La forense abrió los ojos como platos. Completamente espantada, tragó saliva ruidosamente.

—¡Es mía!

—¿Este garabato incomprensible? —insistió Nico.

—Es mi firma para los documentos corrientes, las notas internas, tengo una firma más esmerada para las cartas que salen del Instituto…

—¡Dios santo! Debemos pasar revista a todos los empleados del Instituto.

—¡¿A mis empleados?!

—Exacto, Armelle. ¿Tú no habrás notado nada especial? ¿Problemas con un colega?

Frunció el ceño, desconcertada. Sentía cómo la angustia crecía en su interior. Nico se dio cuenta y posó una mano en su hombro, intentando tranquilizarla.

Tanya estaba más que harta de estar encerrada; los niños necesitaban tomar el aire y su madre la sacaba de quicio pensando en lo que podría ocurrirles a Nico y a Dimitri. Su marido recobraba poco a poco su color habitual, pero le costaba recuperarse de los acontecimientos; parecía como si un camión le hubiese pasado por encima. En resumen, habría zarandeado a alguien para desahogarse, pero era preferible darse un garbeo al aire libre. La pregunta era ¿cómo pasar desapercibida ante los agentes de guardia delante del edificio?
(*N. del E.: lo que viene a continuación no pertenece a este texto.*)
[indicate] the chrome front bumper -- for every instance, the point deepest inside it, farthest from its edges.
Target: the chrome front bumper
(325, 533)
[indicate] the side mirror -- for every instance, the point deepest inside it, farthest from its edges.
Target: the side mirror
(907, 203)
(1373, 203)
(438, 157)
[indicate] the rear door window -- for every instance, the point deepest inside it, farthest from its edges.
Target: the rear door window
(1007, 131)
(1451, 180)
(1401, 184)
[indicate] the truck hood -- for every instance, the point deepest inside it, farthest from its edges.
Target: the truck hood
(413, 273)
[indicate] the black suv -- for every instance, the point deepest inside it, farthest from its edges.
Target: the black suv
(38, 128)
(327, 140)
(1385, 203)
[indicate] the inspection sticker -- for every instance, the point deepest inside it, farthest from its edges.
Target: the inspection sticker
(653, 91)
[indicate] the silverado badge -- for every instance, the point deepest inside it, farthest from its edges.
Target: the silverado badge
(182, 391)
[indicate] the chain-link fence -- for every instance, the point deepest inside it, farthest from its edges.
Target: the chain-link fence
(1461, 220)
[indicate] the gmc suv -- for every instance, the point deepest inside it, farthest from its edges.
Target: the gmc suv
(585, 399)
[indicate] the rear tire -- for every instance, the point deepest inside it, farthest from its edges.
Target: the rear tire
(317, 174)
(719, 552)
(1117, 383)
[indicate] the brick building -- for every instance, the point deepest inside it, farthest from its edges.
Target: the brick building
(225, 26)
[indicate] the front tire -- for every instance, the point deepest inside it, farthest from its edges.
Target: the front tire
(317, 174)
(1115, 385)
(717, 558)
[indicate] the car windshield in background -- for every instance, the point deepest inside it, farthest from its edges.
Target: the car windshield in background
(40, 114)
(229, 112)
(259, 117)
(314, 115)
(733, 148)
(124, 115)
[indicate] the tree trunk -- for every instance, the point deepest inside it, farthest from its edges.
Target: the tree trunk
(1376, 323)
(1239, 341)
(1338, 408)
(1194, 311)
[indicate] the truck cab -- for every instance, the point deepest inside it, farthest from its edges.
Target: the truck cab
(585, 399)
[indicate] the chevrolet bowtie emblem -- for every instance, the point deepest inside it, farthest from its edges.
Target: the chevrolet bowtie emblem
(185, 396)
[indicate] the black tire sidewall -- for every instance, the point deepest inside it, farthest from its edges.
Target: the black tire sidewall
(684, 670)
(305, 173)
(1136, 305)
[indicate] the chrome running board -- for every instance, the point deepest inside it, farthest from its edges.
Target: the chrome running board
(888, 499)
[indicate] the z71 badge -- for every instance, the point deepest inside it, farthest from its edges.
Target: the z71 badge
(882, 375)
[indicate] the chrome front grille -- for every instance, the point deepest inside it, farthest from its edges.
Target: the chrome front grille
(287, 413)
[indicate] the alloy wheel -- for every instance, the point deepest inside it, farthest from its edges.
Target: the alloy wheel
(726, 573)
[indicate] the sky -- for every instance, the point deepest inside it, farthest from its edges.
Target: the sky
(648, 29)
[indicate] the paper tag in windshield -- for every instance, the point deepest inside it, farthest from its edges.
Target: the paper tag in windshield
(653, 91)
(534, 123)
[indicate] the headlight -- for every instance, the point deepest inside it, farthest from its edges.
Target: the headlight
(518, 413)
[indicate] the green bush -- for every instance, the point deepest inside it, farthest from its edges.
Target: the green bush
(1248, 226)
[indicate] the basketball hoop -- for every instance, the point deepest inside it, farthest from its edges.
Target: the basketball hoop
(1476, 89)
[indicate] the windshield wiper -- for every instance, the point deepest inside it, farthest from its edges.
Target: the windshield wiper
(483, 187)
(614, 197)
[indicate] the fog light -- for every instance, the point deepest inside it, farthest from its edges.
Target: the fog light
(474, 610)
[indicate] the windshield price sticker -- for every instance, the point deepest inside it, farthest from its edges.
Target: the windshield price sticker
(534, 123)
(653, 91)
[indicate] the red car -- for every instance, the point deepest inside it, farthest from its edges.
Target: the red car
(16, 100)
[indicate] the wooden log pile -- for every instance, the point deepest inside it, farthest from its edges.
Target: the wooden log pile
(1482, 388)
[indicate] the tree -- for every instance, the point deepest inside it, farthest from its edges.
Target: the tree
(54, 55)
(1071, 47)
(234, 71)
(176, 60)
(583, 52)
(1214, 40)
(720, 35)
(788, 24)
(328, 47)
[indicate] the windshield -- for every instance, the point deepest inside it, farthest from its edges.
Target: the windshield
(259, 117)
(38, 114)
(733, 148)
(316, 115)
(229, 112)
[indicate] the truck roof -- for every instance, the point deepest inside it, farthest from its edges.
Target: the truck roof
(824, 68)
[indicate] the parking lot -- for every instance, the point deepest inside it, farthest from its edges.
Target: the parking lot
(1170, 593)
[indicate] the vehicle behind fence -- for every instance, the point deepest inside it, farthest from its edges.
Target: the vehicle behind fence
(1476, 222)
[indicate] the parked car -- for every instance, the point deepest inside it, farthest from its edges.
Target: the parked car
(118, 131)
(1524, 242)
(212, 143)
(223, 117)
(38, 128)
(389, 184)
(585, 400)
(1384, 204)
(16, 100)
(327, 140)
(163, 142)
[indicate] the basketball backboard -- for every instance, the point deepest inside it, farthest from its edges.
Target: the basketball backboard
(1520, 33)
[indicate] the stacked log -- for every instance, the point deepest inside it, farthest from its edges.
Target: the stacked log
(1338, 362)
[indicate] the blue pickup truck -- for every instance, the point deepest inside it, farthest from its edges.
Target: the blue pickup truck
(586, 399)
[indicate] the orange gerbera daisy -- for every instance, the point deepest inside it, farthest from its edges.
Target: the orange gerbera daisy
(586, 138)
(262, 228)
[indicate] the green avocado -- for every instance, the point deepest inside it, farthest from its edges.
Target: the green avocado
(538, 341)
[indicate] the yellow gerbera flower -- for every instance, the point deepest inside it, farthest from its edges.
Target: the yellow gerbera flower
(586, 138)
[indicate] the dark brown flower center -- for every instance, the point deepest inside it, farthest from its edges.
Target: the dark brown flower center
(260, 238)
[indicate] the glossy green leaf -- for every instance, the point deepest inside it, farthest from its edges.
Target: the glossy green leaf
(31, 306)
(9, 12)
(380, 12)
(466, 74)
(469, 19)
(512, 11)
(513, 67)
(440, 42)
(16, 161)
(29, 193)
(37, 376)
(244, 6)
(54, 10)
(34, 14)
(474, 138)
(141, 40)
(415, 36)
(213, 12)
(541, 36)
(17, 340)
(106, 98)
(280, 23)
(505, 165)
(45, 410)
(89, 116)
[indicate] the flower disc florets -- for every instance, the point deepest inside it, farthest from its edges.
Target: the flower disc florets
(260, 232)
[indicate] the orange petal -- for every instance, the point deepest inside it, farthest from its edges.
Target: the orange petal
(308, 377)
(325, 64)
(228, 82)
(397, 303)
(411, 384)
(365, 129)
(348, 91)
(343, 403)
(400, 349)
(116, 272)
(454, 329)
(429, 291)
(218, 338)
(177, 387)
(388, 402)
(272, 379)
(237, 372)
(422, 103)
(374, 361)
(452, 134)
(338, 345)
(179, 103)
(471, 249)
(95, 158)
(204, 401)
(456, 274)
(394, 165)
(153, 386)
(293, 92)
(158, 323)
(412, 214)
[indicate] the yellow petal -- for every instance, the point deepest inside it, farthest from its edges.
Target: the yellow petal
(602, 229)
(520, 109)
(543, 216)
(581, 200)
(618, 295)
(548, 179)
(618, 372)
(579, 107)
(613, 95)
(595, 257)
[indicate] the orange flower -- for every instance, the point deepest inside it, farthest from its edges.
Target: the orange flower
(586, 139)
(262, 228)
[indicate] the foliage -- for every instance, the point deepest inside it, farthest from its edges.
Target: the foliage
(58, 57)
Decidió no decirles nada a los demás y salió del piso sin que la oyeran gracias al ruido de la televisión. Siempre podría enviar a la portera a que hablase con los policías mientras ella pasaba por encima de la ventana de la planta baja. Sabría engatusarla y ganarse su complicidad. Un paseíto y nadie se daría cuenta de su ausencia. En el peor de los casos, debería pedirle excusas a Nico. No se enfadaría con ella, la adoraba. Y le debía el haber conocido a Caroline…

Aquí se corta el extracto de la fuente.